Let The Light In – Essential Tips For Making Rooms Feel Lighter

It’s the time of year when we all crave more of the returning sunshine, longer days and the onset of spring. We’ve got some great ideas for how to get the sunshine into your home and make a dark room lighter.

Let The Light In – Essential Tips For Making Rooms Feel Lighter

It’s the time of year when we all crave more of the returning sunshine, longer days and the onset of spring. We’ve got some great ideas for how to get the sunshine into your home and make a dark room lighter.

Reflect on it

Bounce it around – high shine accessories such as lacquer trays, mirrored picture frames and gloss side tables compliment your lighting scheme, maximising the effect of both natural and artificial light.

White or high shine wood both bounce light back into a room; white gives a more Scandinavian relaxed look whilst a high shine dark wood such as a walnut tone, can feel very elegant with the unexpected benefit of reflecting back a huge amount of light.

Think About Time of Day

Plan your room design on what you really need to achieve. Think about when you spend most of your time in the room. Do you need to consider privacy? Are there street lights that can disturb you? Then consider window treatments with flexible operation from the top or bottom for privacy and light control.

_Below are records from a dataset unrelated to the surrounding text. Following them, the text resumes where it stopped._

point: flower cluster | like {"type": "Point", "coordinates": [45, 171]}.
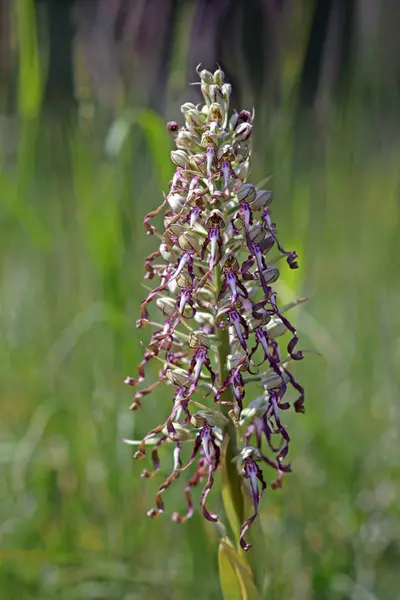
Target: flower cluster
{"type": "Point", "coordinates": [214, 270]}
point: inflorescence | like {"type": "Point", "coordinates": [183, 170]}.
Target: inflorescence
{"type": "Point", "coordinates": [214, 270]}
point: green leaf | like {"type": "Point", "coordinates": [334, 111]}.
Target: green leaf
{"type": "Point", "coordinates": [236, 578]}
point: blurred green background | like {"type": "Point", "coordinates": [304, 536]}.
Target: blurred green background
{"type": "Point", "coordinates": [85, 88]}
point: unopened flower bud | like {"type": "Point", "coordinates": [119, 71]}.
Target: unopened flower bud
{"type": "Point", "coordinates": [190, 241]}
{"type": "Point", "coordinates": [198, 163]}
{"type": "Point", "coordinates": [194, 118]}
{"type": "Point", "coordinates": [273, 381]}
{"type": "Point", "coordinates": [233, 121]}
{"type": "Point", "coordinates": [177, 376]}
{"type": "Point", "coordinates": [242, 170]}
{"type": "Point", "coordinates": [180, 158]}
{"type": "Point", "coordinates": [262, 200]}
{"type": "Point", "coordinates": [243, 131]}
{"type": "Point", "coordinates": [209, 138]}
{"type": "Point", "coordinates": [257, 233]}
{"type": "Point", "coordinates": [199, 338]}
{"type": "Point", "coordinates": [167, 252]}
{"type": "Point", "coordinates": [173, 127]}
{"type": "Point", "coordinates": [245, 116]}
{"type": "Point", "coordinates": [183, 280]}
{"type": "Point", "coordinates": [205, 76]}
{"type": "Point", "coordinates": [230, 262]}
{"type": "Point", "coordinates": [240, 360]}
{"type": "Point", "coordinates": [176, 202]}
{"type": "Point", "coordinates": [167, 305]}
{"type": "Point", "coordinates": [271, 274]}
{"type": "Point", "coordinates": [219, 77]}
{"type": "Point", "coordinates": [246, 193]}
{"type": "Point", "coordinates": [275, 328]}
{"type": "Point", "coordinates": [216, 218]}
{"type": "Point", "coordinates": [226, 152]}
{"type": "Point", "coordinates": [185, 140]}
{"type": "Point", "coordinates": [187, 106]}
{"type": "Point", "coordinates": [226, 91]}
{"type": "Point", "coordinates": [215, 112]}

A light well or glass ceiling in a bathroom with no windows can make a morning shower seem fresh, but if you use your bedroom mainly at night (or when you’d like it to be dark, such as a longer lie in during summer months) it may be better to keep it dark and cocooning.

Conversely daylight is essential for a feel-good mood in daytime spaces such as kitchens, and these make ideal candidates for investment projects such as adding larger windows or conservatories. Make sure you also consider how to manage heat with larger windows, as extra light also means extra heat – making a room unbearable in summer, or in winter, you can feel cold with lots of glass. Consider energy saving window blinds that can add insulation to your window – helping to regulate the heat and cold – making your room pleasant all year round.

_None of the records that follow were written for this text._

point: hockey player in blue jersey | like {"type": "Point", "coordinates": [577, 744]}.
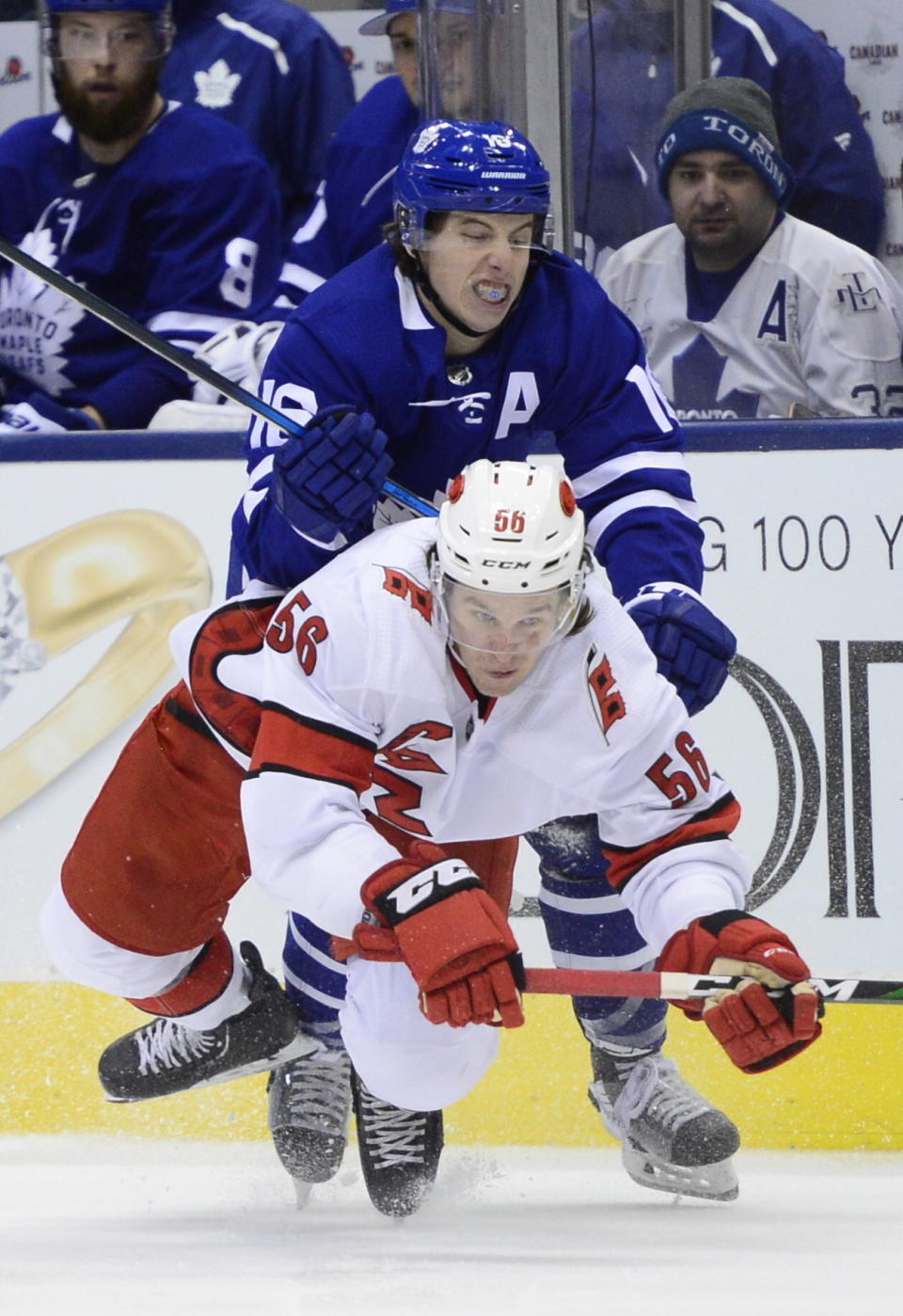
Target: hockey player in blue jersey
{"type": "Point", "coordinates": [464, 336]}
{"type": "Point", "coordinates": [158, 208]}
{"type": "Point", "coordinates": [271, 69]}
{"type": "Point", "coordinates": [623, 76]}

Steal it from Somewhere Else

Doors with glass panels – even bathrooms can have a frosted glass door; or use shutters, instead of solid wood panelling.

Doors that concertina are also a good idea if they are spaces that aren’t used frequently. Hallways often have no lights of their own so use colours that reflect light on the walls and doors with a tone a few shades lighter on the ceiling. Good colours to try are pastel hues: pale pink, teal and very light grey are very on trend right now. White can work but choose a warm white, not a bright white, as it can look too office-like in a home. (A hint of yellow or pink to it).

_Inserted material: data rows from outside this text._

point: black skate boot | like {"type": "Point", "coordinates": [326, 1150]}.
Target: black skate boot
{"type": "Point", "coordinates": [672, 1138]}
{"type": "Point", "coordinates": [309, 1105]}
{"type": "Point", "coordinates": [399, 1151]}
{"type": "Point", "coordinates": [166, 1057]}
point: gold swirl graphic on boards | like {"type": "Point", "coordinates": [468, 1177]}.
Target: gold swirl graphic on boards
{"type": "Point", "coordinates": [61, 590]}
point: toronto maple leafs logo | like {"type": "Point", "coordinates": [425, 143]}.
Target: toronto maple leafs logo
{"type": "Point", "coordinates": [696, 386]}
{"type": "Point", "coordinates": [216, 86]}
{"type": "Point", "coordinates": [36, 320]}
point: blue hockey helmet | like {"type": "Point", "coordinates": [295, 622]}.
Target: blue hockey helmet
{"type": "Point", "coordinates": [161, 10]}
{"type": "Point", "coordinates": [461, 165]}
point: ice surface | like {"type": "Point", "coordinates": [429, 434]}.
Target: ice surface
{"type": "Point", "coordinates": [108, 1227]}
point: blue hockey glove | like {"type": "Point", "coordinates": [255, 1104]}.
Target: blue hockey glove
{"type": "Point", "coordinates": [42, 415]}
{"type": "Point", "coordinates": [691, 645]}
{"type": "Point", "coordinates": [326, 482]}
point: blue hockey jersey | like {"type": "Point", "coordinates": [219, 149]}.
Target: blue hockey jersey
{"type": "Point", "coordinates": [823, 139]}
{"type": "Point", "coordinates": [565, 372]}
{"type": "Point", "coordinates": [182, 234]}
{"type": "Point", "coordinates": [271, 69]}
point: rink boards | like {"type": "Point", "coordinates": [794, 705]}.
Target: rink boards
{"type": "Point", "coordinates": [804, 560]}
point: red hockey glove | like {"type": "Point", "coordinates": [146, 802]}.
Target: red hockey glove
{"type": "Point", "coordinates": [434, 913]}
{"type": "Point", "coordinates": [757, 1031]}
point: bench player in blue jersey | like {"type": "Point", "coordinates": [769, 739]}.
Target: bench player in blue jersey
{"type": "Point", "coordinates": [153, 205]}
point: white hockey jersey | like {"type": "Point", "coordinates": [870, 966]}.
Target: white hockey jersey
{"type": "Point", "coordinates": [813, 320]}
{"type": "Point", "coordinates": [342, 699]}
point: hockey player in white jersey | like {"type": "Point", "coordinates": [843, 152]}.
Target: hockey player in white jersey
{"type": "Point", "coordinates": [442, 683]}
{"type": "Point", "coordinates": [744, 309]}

Most paint companies now have ranges specifically designed to reflect light, so look to these first. A collection of antique mirrors can also create points of light and interest and when placed on opposing walls in long spaces, or as a group opposite a window, can make a room look bigger.

Use Bright Coloured or Sheer Fabrics

A quick win can be through your accessories. Think about your fabric choices: matt, heavy fabrics (weaves, tapestries, chenille) can suck in light and give a room a leaden and wintry feel.

Whilst it’s good to mix fabrics for a layered effect, consider some finer, reflective materials in bright hues in your scheme; choose lighter, sheers for window blinds that can defect light deeper into a room, silks for bedspreads or cushions in living or bedrooms.

Distract the Eye

It’s tempting when trying to make a dark room lighter to add a bright overhead light and paint it pure white, but often this makes a space feel sterile and stark.

Try lighting ideas that will add depth and interest; floor lamps or table lamps, even a picture light over favourite family photos will create more intimacy. Try daylight bulbs if it’s space you want to use during daytime hours, but don’t go too bright.

A great solution is to have several lamps you may use at different times; so daytime spots are replaced with a subtle reading light to change a room’s purpose as the day draws on.